Our pipelines, in each environment, will render manifest files in each application repository using whatever technology we choose for YAML generation. The rendered manifest files will then be stored in a Git repository, which ArgoCD will subsequently synchronise from.
Path to production
The decisions we have made about how we architect Concourse have a direct impact on how application code reaches production. We expect that the process now looks like
- Merge to main
- Build container, tag with Git sha, push to registry
- Detect container tag in pipeline
- Fetch source from Git at same SHA as container
- Render manifests
- Store in Git
- Trigger ArgoCD synchronisation
- Wait for deploy success/fail
- If success, re-tag container image to indicate successful deployment
- Go to 3 if there is a higher environment
flowchart TD
    subgraph Git
        merge["Merge to main"]
    end
    subgraph Central Concourse
        central_build["Build container"]
        central_push["Push to registry"]
        merge --> central_build
        central_build --> central_push
    end
subgraph Environment
central_push --> 
        env_detect["Detect container tag"] -->
env_fetch["Fetch source from Git with same SHA"] -->
env_render["Render manifests"] -->
env_store["Store in Git"] -->
env_wait["Trigger ArgoCD synchronisation"] -->
env_success{"Deployment success?"}
env_retag_image{"Retag container image"}
env_higher_env{"Higher environment?"}
env_success -- No --> env_fail(("Fail"))
env_success -- Yes --> env_retag_image
env_retag_image --> env_higher_env
env_higher_env -- No --> Stop(("Stop"))
env_higher_env -- Yes --> env_detect
end
Consequences
Time and energy
To implement the decisions we have made we expect will require a large investment of time and energy, over the course of at least a year. During that time we expect to have different applications reaching production in different ways, and there to be some amount of confusion over which application is using which process. We accept this as a cost of doing the rework.

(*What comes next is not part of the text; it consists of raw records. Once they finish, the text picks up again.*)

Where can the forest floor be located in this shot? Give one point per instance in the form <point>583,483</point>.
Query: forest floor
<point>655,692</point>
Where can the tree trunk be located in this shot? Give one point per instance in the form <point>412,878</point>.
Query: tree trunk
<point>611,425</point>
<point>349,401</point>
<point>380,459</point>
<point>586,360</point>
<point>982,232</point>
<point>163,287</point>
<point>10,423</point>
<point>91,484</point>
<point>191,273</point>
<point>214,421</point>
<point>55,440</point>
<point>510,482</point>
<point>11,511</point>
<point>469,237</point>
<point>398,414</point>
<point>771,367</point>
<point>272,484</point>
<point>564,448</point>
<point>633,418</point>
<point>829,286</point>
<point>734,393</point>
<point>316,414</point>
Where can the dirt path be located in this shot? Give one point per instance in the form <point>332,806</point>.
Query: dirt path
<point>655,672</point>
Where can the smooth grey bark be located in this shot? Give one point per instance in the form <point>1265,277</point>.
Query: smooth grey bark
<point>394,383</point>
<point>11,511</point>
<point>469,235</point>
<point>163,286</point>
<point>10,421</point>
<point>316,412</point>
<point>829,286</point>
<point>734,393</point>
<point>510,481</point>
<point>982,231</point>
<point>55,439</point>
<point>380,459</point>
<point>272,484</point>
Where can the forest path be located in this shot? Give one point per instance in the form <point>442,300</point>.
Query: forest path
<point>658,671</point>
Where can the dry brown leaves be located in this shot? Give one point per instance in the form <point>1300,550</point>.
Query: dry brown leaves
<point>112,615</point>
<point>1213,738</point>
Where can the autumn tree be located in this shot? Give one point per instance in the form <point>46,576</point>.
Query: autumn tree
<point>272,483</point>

Because of the long timeline, there is also a risk of the work needing to be shelved part way through in favour of a more urgent piece of work.
Technical debt
Whilst we rework our CI/CD infrastructure, we know that we will have to make compromises and have messy code in different parts of the system. This will inevitably accrue as technical debt. We will do our best to prevent this and pay down debt as we go, but there is very likely to be some left over when we are finished.
Cost
There will be a minor rise in the cost of running each environment, and an additional cost for the new "tools" account. In each environment we expect to run at least one new node in Kubernetes for Concourse, plus its database. In the new account the costs will include a nwe EKS cluster control plane on top of the nodes and database.
Better security posture
We believe that the choices we have made regarding CI/CD architecture addresses the most critical of the findings of the 2024 ITHC. Addressing these findings leaves us with a much better security posture, and good base on which to layer additional security controls at a later date.